Kocaeli Üniversitesi’nde Tacize Karşı Eylem Yapan Öğrencilere Soruşturma

Kocaeli Üniversitesi’nde bir akademisyen hakkındaki taciz suçlaması nedeniyle soruşturma açılması talebiyle basın açıklaması yapan öğrencilere soruşturma açıldı.

– Aybars Varol

Kocaeli Üniversitesi Felsefe Bölümü araştırma görevlisi Dr. A.A. hakkındaki taciz iddialarının soruşturulması için eylem yapan Kocaeli Üniversitesi öğrencilerine Fen-Edebiyat Fakültesi tarafından soruşturma açıldı. 

Taciz iddialarının soruşturulması talebi için imza toplayan Zeynep K. süreci anlattı. Öğrenci, iddiaların ne kadar doğru olduğunun zaman içinde verilen kararlar ile kanıtlandığını savunurken üniversitenin öğrencileri soruşturarak etkin bir soruşturma yürütemeyeceğini söyledi.

“Öğrencilere soruşturma açıldı”

A. A. hakkındaki taciz iddiaları nasıl ortaya çıktı ve bugün öğrencilere disiplin soruşturması açılmasına neden olan bir sürece nasıl evrildi?

19 Mart eylemleriyle beraber kampüsteki taleplerimizi belirlediğimiz, daha nitelikli ve demokratik eğitim talepleriyle yan yana geldiğimiz bir dönemdi.
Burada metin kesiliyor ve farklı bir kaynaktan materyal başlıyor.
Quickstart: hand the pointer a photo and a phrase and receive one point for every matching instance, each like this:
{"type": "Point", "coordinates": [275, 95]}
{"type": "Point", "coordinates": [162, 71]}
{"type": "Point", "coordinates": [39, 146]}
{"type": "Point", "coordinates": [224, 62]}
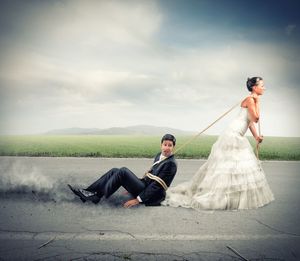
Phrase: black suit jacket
{"type": "Point", "coordinates": [154, 193]}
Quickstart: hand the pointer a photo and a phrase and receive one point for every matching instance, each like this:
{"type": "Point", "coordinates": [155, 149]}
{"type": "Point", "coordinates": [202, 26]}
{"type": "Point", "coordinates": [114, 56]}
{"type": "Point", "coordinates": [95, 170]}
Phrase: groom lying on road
{"type": "Point", "coordinates": [149, 190]}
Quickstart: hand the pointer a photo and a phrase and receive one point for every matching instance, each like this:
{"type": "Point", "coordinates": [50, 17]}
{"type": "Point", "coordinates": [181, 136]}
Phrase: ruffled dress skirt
{"type": "Point", "coordinates": [232, 178]}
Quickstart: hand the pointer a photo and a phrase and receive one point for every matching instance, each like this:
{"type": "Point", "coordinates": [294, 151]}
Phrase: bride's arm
{"type": "Point", "coordinates": [253, 108]}
{"type": "Point", "coordinates": [254, 133]}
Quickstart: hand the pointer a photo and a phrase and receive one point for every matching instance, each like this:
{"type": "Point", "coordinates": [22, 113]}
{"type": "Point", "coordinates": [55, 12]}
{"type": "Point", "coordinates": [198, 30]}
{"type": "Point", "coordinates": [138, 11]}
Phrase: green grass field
{"type": "Point", "coordinates": [273, 148]}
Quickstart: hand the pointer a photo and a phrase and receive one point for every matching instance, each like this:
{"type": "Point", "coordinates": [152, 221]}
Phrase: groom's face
{"type": "Point", "coordinates": [167, 148]}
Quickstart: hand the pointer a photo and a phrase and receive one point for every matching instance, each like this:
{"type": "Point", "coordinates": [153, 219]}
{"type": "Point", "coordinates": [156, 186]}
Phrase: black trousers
{"type": "Point", "coordinates": [112, 180]}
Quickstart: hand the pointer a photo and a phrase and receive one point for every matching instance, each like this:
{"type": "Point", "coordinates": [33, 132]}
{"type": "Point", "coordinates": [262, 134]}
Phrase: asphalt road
{"type": "Point", "coordinates": [41, 220]}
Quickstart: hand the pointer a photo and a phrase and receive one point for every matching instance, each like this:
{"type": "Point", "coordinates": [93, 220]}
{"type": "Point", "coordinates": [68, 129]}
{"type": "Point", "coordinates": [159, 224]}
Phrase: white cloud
{"type": "Point", "coordinates": [290, 29]}
{"type": "Point", "coordinates": [102, 64]}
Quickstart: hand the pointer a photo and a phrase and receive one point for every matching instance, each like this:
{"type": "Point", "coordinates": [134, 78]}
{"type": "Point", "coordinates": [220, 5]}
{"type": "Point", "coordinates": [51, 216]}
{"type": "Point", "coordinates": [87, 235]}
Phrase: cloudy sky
{"type": "Point", "coordinates": [180, 64]}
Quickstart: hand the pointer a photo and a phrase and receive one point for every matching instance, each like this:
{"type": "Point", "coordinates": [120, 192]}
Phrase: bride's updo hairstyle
{"type": "Point", "coordinates": [252, 82]}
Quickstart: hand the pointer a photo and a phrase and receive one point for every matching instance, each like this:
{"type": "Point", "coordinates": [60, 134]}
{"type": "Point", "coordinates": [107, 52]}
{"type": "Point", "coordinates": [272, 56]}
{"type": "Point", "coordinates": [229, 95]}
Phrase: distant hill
{"type": "Point", "coordinates": [131, 130]}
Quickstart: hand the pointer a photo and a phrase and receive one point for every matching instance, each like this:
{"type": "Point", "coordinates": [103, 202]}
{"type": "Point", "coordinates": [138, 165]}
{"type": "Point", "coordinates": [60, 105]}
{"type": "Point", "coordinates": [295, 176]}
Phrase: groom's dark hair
{"type": "Point", "coordinates": [169, 137]}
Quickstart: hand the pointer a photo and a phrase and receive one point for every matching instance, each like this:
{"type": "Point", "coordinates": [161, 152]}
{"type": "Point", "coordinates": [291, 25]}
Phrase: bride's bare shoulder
{"type": "Point", "coordinates": [245, 103]}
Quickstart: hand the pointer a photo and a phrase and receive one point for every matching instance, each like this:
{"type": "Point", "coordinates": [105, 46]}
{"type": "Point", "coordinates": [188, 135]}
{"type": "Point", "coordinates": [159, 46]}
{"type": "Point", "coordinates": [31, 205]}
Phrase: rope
{"type": "Point", "coordinates": [205, 129]}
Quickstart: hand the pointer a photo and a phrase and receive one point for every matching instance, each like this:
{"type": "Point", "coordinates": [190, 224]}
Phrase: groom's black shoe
{"type": "Point", "coordinates": [85, 195]}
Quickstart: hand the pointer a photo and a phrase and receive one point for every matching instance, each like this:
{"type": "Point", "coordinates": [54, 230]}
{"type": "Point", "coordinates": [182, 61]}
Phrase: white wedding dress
{"type": "Point", "coordinates": [232, 177]}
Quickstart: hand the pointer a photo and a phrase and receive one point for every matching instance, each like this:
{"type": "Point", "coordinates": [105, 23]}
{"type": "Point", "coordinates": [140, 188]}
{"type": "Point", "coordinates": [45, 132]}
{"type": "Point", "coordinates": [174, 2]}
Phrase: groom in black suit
{"type": "Point", "coordinates": [149, 190]}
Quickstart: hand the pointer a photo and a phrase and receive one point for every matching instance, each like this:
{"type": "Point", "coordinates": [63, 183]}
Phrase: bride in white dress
{"type": "Point", "coordinates": [232, 178]}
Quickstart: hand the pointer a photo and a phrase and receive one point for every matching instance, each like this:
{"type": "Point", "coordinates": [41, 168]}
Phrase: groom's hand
{"type": "Point", "coordinates": [131, 203]}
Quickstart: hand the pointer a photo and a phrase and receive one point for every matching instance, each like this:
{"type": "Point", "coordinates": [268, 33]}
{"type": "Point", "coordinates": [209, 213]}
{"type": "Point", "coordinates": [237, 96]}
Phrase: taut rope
{"type": "Point", "coordinates": [205, 129]}
{"type": "Point", "coordinates": [161, 182]}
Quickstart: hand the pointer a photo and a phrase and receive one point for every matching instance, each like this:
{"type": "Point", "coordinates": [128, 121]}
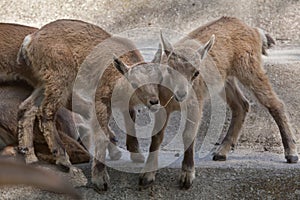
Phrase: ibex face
{"type": "Point", "coordinates": [144, 78]}
{"type": "Point", "coordinates": [184, 63]}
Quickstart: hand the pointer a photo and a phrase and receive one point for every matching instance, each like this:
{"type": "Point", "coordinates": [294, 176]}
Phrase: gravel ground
{"type": "Point", "coordinates": [256, 169]}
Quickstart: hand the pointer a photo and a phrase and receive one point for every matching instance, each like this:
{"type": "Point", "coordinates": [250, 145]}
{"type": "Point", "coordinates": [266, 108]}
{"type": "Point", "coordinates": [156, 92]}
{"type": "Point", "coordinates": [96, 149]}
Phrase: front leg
{"type": "Point", "coordinates": [26, 117]}
{"type": "Point", "coordinates": [148, 177]}
{"type": "Point", "coordinates": [187, 174]}
{"type": "Point", "coordinates": [132, 143]}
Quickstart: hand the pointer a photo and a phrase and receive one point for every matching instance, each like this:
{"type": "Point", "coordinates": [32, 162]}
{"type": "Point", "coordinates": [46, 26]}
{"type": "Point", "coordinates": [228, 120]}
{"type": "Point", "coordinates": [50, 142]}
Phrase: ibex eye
{"type": "Point", "coordinates": [196, 74]}
{"type": "Point", "coordinates": [134, 85]}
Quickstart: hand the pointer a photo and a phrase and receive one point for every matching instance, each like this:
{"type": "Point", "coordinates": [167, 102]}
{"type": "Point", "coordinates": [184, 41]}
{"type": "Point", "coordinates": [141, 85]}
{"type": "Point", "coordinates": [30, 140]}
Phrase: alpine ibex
{"type": "Point", "coordinates": [11, 38]}
{"type": "Point", "coordinates": [234, 49]}
{"type": "Point", "coordinates": [54, 54]}
{"type": "Point", "coordinates": [12, 95]}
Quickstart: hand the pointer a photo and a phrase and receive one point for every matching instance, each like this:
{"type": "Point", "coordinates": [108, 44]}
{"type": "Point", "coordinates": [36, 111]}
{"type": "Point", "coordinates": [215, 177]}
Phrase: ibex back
{"type": "Point", "coordinates": [234, 50]}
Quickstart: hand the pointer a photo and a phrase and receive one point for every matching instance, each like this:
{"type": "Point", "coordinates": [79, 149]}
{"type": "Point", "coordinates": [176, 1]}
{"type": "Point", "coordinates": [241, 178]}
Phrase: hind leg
{"type": "Point", "coordinates": [258, 82]}
{"type": "Point", "coordinates": [239, 106]}
{"type": "Point", "coordinates": [26, 117]}
{"type": "Point", "coordinates": [113, 150]}
{"type": "Point", "coordinates": [100, 134]}
{"type": "Point", "coordinates": [54, 97]}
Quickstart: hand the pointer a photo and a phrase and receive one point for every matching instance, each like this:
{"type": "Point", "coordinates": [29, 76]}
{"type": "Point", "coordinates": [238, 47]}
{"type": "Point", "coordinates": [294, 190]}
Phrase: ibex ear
{"type": "Point", "coordinates": [120, 66]}
{"type": "Point", "coordinates": [158, 55]}
{"type": "Point", "coordinates": [168, 49]}
{"type": "Point", "coordinates": [205, 49]}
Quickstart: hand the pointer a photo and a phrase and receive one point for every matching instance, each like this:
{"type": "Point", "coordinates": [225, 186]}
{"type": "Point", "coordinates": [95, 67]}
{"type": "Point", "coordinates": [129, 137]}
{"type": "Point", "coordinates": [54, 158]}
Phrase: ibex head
{"type": "Point", "coordinates": [145, 79]}
{"type": "Point", "coordinates": [184, 65]}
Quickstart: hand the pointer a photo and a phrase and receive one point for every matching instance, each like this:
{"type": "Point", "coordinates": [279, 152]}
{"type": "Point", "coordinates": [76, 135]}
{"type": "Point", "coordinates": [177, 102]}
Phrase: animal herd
{"type": "Point", "coordinates": [38, 70]}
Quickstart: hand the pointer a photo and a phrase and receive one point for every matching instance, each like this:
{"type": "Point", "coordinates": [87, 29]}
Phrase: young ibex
{"type": "Point", "coordinates": [234, 49]}
{"type": "Point", "coordinates": [54, 54]}
{"type": "Point", "coordinates": [12, 95]}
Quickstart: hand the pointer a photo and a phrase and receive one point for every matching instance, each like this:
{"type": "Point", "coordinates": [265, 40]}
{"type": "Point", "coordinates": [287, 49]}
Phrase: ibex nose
{"type": "Point", "coordinates": [153, 101]}
{"type": "Point", "coordinates": [180, 96]}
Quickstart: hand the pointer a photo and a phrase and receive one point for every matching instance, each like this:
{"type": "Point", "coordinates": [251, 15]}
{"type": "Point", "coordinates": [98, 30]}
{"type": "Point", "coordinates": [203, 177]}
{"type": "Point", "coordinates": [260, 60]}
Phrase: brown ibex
{"type": "Point", "coordinates": [12, 95]}
{"type": "Point", "coordinates": [54, 54]}
{"type": "Point", "coordinates": [11, 38]}
{"type": "Point", "coordinates": [235, 50]}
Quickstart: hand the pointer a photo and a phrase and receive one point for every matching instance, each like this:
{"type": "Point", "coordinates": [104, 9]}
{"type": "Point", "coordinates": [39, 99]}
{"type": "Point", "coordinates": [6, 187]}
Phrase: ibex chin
{"type": "Point", "coordinates": [234, 49]}
{"type": "Point", "coordinates": [54, 54]}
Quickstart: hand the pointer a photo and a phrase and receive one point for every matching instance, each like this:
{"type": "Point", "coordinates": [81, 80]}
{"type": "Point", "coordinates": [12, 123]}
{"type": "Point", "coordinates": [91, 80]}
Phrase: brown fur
{"type": "Point", "coordinates": [13, 173]}
{"type": "Point", "coordinates": [11, 38]}
{"type": "Point", "coordinates": [236, 53]}
{"type": "Point", "coordinates": [55, 54]}
{"type": "Point", "coordinates": [13, 94]}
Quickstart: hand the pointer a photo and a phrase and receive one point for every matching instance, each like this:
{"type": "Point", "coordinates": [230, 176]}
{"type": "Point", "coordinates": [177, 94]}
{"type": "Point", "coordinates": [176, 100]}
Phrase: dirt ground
{"type": "Point", "coordinates": [256, 169]}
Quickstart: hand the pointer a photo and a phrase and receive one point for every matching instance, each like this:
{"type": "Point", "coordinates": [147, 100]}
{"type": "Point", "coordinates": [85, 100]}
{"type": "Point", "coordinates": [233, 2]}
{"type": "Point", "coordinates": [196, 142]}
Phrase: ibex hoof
{"type": "Point", "coordinates": [186, 179]}
{"type": "Point", "coordinates": [30, 159]}
{"type": "Point", "coordinates": [146, 180]}
{"type": "Point", "coordinates": [115, 155]}
{"type": "Point", "coordinates": [218, 157]}
{"type": "Point", "coordinates": [101, 181]}
{"type": "Point", "coordinates": [137, 157]}
{"type": "Point", "coordinates": [291, 159]}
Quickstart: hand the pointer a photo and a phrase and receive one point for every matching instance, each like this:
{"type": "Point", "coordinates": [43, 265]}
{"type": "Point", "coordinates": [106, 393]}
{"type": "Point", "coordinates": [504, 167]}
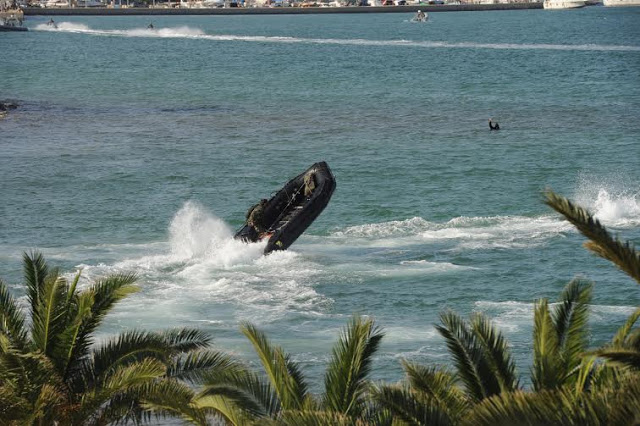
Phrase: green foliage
{"type": "Point", "coordinates": [346, 377]}
{"type": "Point", "coordinates": [50, 371]}
{"type": "Point", "coordinates": [622, 254]}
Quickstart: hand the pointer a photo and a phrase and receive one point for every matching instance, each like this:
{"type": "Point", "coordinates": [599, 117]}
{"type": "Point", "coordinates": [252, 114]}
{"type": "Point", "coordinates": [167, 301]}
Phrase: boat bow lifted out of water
{"type": "Point", "coordinates": [290, 211]}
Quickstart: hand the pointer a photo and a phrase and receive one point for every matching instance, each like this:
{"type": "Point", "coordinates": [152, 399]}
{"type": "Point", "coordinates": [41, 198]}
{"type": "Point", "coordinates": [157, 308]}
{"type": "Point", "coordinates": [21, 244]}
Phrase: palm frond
{"type": "Point", "coordinates": [245, 389]}
{"type": "Point", "coordinates": [140, 372]}
{"type": "Point", "coordinates": [404, 405]}
{"type": "Point", "coordinates": [291, 390]}
{"type": "Point", "coordinates": [170, 398]}
{"type": "Point", "coordinates": [629, 358]}
{"type": "Point", "coordinates": [437, 385]}
{"type": "Point", "coordinates": [315, 418]}
{"type": "Point", "coordinates": [12, 320]}
{"type": "Point", "coordinates": [570, 321]}
{"type": "Point", "coordinates": [49, 316]}
{"type": "Point", "coordinates": [186, 339]}
{"type": "Point", "coordinates": [124, 349]}
{"type": "Point", "coordinates": [586, 374]}
{"type": "Point", "coordinates": [469, 360]}
{"type": "Point", "coordinates": [558, 407]}
{"type": "Point", "coordinates": [196, 367]}
{"type": "Point", "coordinates": [346, 375]}
{"type": "Point", "coordinates": [601, 242]}
{"type": "Point", "coordinates": [497, 352]}
{"type": "Point", "coordinates": [35, 271]}
{"type": "Point", "coordinates": [547, 371]}
{"type": "Point", "coordinates": [71, 348]}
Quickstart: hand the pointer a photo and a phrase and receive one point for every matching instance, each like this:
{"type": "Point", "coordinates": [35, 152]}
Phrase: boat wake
{"type": "Point", "coordinates": [70, 27]}
{"type": "Point", "coordinates": [202, 265]}
{"type": "Point", "coordinates": [195, 33]}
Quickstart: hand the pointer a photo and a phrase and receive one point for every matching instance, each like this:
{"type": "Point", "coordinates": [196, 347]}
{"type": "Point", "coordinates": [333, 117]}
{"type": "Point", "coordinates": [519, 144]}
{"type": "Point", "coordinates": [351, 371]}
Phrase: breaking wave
{"type": "Point", "coordinates": [203, 264]}
{"type": "Point", "coordinates": [614, 201]}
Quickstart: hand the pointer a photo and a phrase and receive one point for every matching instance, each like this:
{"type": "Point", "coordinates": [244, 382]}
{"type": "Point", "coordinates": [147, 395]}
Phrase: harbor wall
{"type": "Point", "coordinates": [102, 11]}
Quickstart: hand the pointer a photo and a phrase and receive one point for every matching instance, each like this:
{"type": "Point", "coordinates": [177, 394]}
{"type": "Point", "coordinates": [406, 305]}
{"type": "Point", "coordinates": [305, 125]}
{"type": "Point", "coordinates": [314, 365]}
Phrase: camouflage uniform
{"type": "Point", "coordinates": [255, 216]}
{"type": "Point", "coordinates": [309, 184]}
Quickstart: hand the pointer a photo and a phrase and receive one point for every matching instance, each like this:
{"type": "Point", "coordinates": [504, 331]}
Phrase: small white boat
{"type": "Point", "coordinates": [90, 3]}
{"type": "Point", "coordinates": [57, 3]}
{"type": "Point", "coordinates": [420, 17]}
{"type": "Point", "coordinates": [563, 4]}
{"type": "Point", "coordinates": [620, 3]}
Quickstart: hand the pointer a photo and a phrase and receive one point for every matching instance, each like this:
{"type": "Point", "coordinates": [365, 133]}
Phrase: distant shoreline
{"type": "Point", "coordinates": [103, 11]}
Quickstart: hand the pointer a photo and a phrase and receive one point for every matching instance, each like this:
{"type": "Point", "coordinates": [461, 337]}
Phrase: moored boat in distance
{"type": "Point", "coordinates": [563, 4]}
{"type": "Point", "coordinates": [292, 209]}
{"type": "Point", "coordinates": [620, 3]}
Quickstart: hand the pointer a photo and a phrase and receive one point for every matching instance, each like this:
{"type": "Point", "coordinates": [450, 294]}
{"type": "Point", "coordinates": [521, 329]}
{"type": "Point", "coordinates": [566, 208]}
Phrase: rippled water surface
{"type": "Point", "coordinates": [140, 150]}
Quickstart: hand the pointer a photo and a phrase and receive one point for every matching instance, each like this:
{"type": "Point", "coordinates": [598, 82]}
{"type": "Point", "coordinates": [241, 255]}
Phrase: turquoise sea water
{"type": "Point", "coordinates": [140, 150]}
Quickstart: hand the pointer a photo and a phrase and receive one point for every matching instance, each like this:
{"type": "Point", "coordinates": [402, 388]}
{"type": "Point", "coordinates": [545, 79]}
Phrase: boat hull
{"type": "Point", "coordinates": [621, 3]}
{"type": "Point", "coordinates": [563, 4]}
{"type": "Point", "coordinates": [290, 212]}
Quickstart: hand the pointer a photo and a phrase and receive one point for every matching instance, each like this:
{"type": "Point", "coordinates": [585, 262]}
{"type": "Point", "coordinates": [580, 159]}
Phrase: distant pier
{"type": "Point", "coordinates": [103, 11]}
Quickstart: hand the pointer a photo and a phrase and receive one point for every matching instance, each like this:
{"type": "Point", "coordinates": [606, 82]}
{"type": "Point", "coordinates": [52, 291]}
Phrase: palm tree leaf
{"type": "Point", "coordinates": [71, 348]}
{"type": "Point", "coordinates": [497, 352]}
{"type": "Point", "coordinates": [570, 321]}
{"type": "Point", "coordinates": [245, 389]}
{"type": "Point", "coordinates": [629, 358]}
{"type": "Point", "coordinates": [556, 407]}
{"type": "Point", "coordinates": [602, 243]}
{"type": "Point", "coordinates": [35, 271]}
{"type": "Point", "coordinates": [315, 418]}
{"type": "Point", "coordinates": [587, 374]}
{"type": "Point", "coordinates": [140, 372]}
{"type": "Point", "coordinates": [437, 385]}
{"type": "Point", "coordinates": [195, 367]}
{"type": "Point", "coordinates": [12, 319]}
{"type": "Point", "coordinates": [171, 398]}
{"type": "Point", "coordinates": [126, 348]}
{"type": "Point", "coordinates": [186, 339]}
{"type": "Point", "coordinates": [469, 359]}
{"type": "Point", "coordinates": [345, 379]}
{"type": "Point", "coordinates": [291, 390]}
{"type": "Point", "coordinates": [48, 318]}
{"type": "Point", "coordinates": [547, 372]}
{"type": "Point", "coordinates": [403, 404]}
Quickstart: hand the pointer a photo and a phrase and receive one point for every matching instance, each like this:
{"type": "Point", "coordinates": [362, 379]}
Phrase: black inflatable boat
{"type": "Point", "coordinates": [290, 212]}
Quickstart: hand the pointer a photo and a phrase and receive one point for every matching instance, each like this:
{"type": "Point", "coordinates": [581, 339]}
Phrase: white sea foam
{"type": "Point", "coordinates": [467, 233]}
{"type": "Point", "coordinates": [613, 200]}
{"type": "Point", "coordinates": [188, 32]}
{"type": "Point", "coordinates": [204, 264]}
{"type": "Point", "coordinates": [172, 32]}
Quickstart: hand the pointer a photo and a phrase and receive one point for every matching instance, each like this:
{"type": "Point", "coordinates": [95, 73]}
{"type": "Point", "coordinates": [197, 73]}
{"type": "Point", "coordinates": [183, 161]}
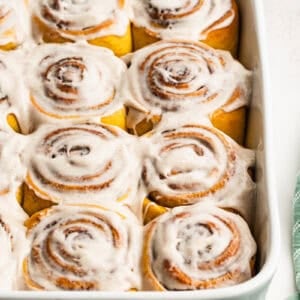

Bu atmosferin yarattığı bir cesaret olmalı ki ilk taciz iddiaları bu dönemde ortaya çıktı. Edebiyat Fakültesindeki kimi arkadaşlarımız felsefe bölümünde araştırma görevlisi olan A. A. hakkında öğrencilerini dersten geçirmek için uygunsuz tekliflerde bulunduğunu, öğrencileri gece geç saatlerde rahatsız ettiğini ve kendisiyle görüşmek istemeyen öğrencilere mobbing uyguladığını söyledi. Arkadaşlarımıza, bölüm başkanına şikayetçi olmalarını önerdiğimizde ise bunu zaten yaptıklarını ve bizzat bölüm idarecileri tarafından “gerekli uyarıyı yapacağız” denerek geçiştirildiklerini de öğrenmiş olduk. Ardından bu hocanın Eğitim-Sen üyesi olduğunu öğrendik ve sendikaya giderek şikayetçi olduk. Üniversite yönetiminin de soruşturma başlatması için imzalar toplandı ve kampanyanın sonlarına doğru fakülte önünde basın açıklaması gerçekleştirdik. Tabii bu süreçte A. A.’da boş durmadı. Kendisini teşhir eden öğrenci sayfaları ve kendisi aleyhine imza toplayan öğrenciler hakkında suç duyurusunda bulundu. Uzun bir yaz tatilinin ardından bu suç duyurusunun takipsizlik ile sonuçlandığını, kendisine önce dekanlığın ardından ise rektörlüğün yürüttüğü disiplin soruşturmasından “kademe durdurma” cezası verildiğini, Eğitim-Sen şube disiplin kurulunun ise soruşturmasını sonlandırarak Eğitim-Sen Genel Merkezi’ne gönderdiğini öğrendik. Fakat A. A. itiraz hakkını kullanmış ve itiraz başvurusu esastan kabul edilerek soruşturma yeniden yürütülmeye başlamış. Bu süreçte de nasıl olduysa bana ve taciz mağduru arkadaşlarıma “üniversite personelinin şeref ve itibarını zedelemek” suretiyle “kampüs içerisinde izinsiz gösteri ve eylem düzenlemek” iddiasından disiplin soruşturması açıldı.                                              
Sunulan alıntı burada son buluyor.